Ah, what a whirlwind the end of 2022 was for me. A pity the deadlines trickled into 2023, but ...ok.(lol idk wut to say cuz meh)
This post was scheduled for December, but it wasn't quite finished until now. Honestly, I just wasn't ready to share.
2022 felt like a desert to me. The world opened its doors, and I was going to get my whole life back; instead, it overwhelmed me. Opportunities that I thought were ripe for picking dried up in my anticipation of something better. Career, personal goals, hobbies - mirages in a desolate wasteland, like I was aimlessly walking with no sense of direction. Barren from a season of waiting, I was dry and thirsty from carrying all my burdens.
The amazing thing about deserts is the oasis you find in desperate moments. In the quiet, I learned to seek the soft voice in all my head noise. The peace in the reminder that the God that placed my feet on mountains is the same one that walks with me through the lowest of my valleys.
In the desert, I was reminded that the burdens of my heart are welcomed to be laid at His feet.
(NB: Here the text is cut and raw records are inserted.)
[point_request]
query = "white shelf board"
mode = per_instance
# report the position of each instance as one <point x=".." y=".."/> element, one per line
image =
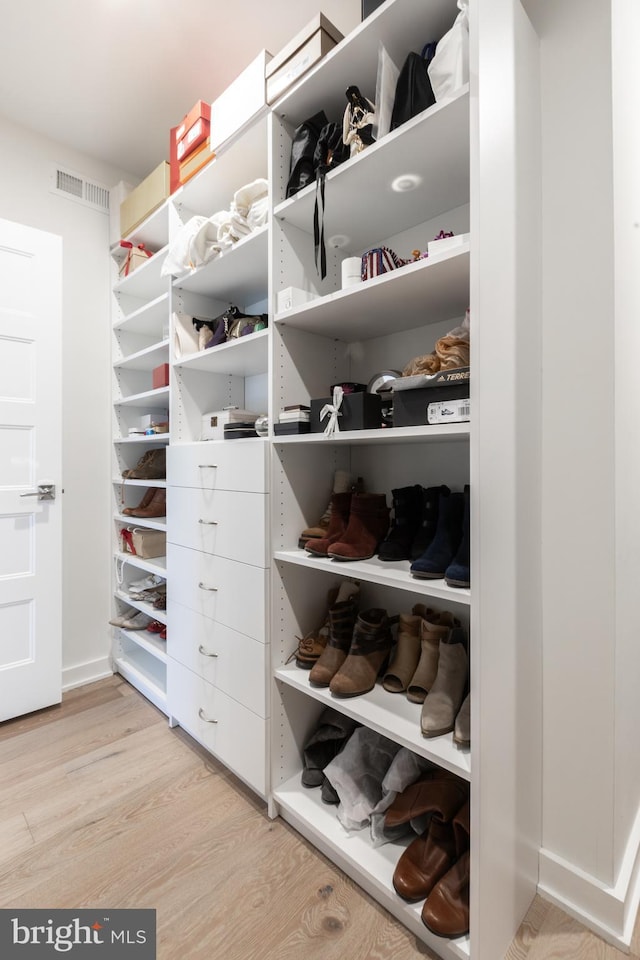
<point x="153" y="231"/>
<point x="238" y="162"/>
<point x="400" y="27"/>
<point x="145" y="283"/>
<point x="147" y="319"/>
<point x="388" y="574"/>
<point x="440" y="433"/>
<point x="145" y="359"/>
<point x="371" y="867"/>
<point x="152" y="438"/>
<point x="140" y="483"/>
<point x="137" y="668"/>
<point x="149" y="399"/>
<point x="419" y="293"/>
<point x="243" y="357"/>
<point x="238" y="274"/>
<point x="389" y="714"/>
<point x="151" y="565"/>
<point x="360" y="201"/>
<point x="142" y="521"/>
<point x="148" y="642"/>
<point x="147" y="608"/>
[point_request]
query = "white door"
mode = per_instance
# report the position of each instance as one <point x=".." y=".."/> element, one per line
<point x="30" y="454"/>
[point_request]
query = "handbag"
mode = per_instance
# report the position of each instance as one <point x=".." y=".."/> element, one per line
<point x="414" y="92"/>
<point x="143" y="543"/>
<point x="378" y="261"/>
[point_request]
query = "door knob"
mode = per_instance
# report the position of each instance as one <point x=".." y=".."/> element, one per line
<point x="45" y="491"/>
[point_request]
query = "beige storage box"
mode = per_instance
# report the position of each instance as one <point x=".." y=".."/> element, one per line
<point x="310" y="45"/>
<point x="241" y="101"/>
<point x="146" y="198"/>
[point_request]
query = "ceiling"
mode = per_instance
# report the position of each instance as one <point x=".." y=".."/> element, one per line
<point x="110" y="77"/>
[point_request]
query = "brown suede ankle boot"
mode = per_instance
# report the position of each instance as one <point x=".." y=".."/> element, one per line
<point x="368" y="523"/>
<point x="342" y="617"/>
<point x="368" y="653"/>
<point x="340" y="508"/>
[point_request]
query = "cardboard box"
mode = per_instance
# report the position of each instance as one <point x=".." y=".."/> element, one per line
<point x="200" y="157"/>
<point x="358" y="411"/>
<point x="307" y="47"/>
<point x="160" y="376"/>
<point x="241" y="101"/>
<point x="144" y="199"/>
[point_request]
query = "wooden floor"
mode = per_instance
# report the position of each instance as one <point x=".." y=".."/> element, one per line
<point x="102" y="805"/>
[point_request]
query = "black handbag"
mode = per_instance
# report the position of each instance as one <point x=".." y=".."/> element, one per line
<point x="302" y="169"/>
<point x="413" y="89"/>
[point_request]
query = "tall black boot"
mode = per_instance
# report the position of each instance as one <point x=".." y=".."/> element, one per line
<point x="407" y="514"/>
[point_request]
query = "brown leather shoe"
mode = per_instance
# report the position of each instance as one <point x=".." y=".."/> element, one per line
<point x="340" y="507"/>
<point x="153" y="504"/>
<point x="368" y="653"/>
<point x="446" y="909"/>
<point x="439" y="792"/>
<point x="342" y="617"/>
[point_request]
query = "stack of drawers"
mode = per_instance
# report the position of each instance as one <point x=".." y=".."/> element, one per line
<point x="217" y="568"/>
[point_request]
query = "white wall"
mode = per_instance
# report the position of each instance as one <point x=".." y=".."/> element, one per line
<point x="26" y="162"/>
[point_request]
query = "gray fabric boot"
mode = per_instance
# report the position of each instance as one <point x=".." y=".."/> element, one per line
<point x="445" y="698"/>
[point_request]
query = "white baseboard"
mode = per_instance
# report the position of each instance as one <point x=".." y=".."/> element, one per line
<point x="608" y="911"/>
<point x="82" y="673"/>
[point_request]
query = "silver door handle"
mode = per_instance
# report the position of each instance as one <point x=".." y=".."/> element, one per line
<point x="45" y="491"/>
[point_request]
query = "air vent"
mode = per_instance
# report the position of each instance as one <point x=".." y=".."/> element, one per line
<point x="73" y="186"/>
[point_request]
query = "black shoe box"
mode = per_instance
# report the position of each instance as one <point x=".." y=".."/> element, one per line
<point x="358" y="411"/>
<point x="410" y="406"/>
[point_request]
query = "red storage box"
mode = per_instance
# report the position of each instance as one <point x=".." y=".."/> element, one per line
<point x="160" y="376"/>
<point x="193" y="129"/>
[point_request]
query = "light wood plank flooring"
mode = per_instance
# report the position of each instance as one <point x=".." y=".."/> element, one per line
<point x="102" y="805"/>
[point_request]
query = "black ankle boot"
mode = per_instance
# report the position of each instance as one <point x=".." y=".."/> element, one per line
<point x="429" y="519"/>
<point x="407" y="512"/>
<point x="442" y="549"/>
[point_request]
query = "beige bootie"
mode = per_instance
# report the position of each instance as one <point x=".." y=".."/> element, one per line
<point x="406" y="655"/>
<point x="434" y="627"/>
<point x="445" y="697"/>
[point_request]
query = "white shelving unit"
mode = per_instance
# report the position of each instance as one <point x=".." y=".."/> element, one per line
<point x="140" y="313"/>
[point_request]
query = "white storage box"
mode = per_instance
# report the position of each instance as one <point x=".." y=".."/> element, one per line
<point x="292" y="297"/>
<point x="213" y="423"/>
<point x="240" y="101"/>
<point x="307" y="47"/>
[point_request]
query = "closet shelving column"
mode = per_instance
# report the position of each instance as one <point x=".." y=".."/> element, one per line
<point x="140" y="312"/>
<point x="351" y="334"/>
<point x="218" y="557"/>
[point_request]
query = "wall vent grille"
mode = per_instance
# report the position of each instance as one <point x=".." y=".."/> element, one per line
<point x="73" y="186"/>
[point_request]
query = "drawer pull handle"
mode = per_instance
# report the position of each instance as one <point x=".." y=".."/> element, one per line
<point x="204" y="717"/>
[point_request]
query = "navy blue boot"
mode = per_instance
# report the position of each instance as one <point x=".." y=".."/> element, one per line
<point x="458" y="573"/>
<point x="439" y="554"/>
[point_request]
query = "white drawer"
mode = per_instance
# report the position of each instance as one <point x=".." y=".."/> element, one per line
<point x="222" y="522"/>
<point x="219" y="465"/>
<point x="234" y="663"/>
<point x="224" y="590"/>
<point x="231" y="732"/>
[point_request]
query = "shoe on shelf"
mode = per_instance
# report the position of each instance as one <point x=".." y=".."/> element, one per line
<point x="117" y="621"/>
<point x="151" y="582"/>
<point x="407" y="515"/>
<point x="342" y="483"/>
<point x="440" y="709"/>
<point x="138" y="622"/>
A few battles this year & the Word I choose to place my foundation on:
I prayed for a change in circumstance, and the answer received was to change our character and outlook on life. We had to check who we looked to for strength and security. This one hit hard when we decided for Tino to quit, rest and refocus.
James 1:2-3 - 2 Consider it pure joy, my brothers and sisters, whenever you face trials of many kinds 3 because you know that the testing of your faith produces perseverance.
Jeremiah 49:11 - For I know the plans I have for you,” declares the Lord, “plans to prosper you and not to harm you, plans to give you hope and a future.
Discontentment & wrestling with the fact that a Christian life deviates from worldly expectations, comforts, and recognition. How often is this verse misquoted to frame God within our own will and plans? This verse isn’t a promise that things will go our way. The truth of Paul's words from a prison cell was that God was still with him though his circumstances were bleak. It's a reminder to keep my eyes on Jesus.
Philippians 4:11-13 - 11 Not that I speak in respect of want: for I have learned, in whatsoever state I am, there with to be content. 12 I know both how to be abased, and I know how to abound: everywhere and in all things am instructed both to be full and to be hungry, both to abound and to suffer need. 13 I can do all things through Christ which strengthens me.
People's opinions of me weighed heavily on my mind & heart, especially those who willfully tried to misunderstand my character without even trying to get to know me. But why trouble my heart with those thoughts when I am already known? Not only am I fully known by God, I am deeply loved by Him as well. Humbly reminded that He is the God that pursues and changes hearts, even mine.
Psalm 139:1 - You have searched me, Lord, and you know me.
We are looking toward the Promise Land this year. New year, same God.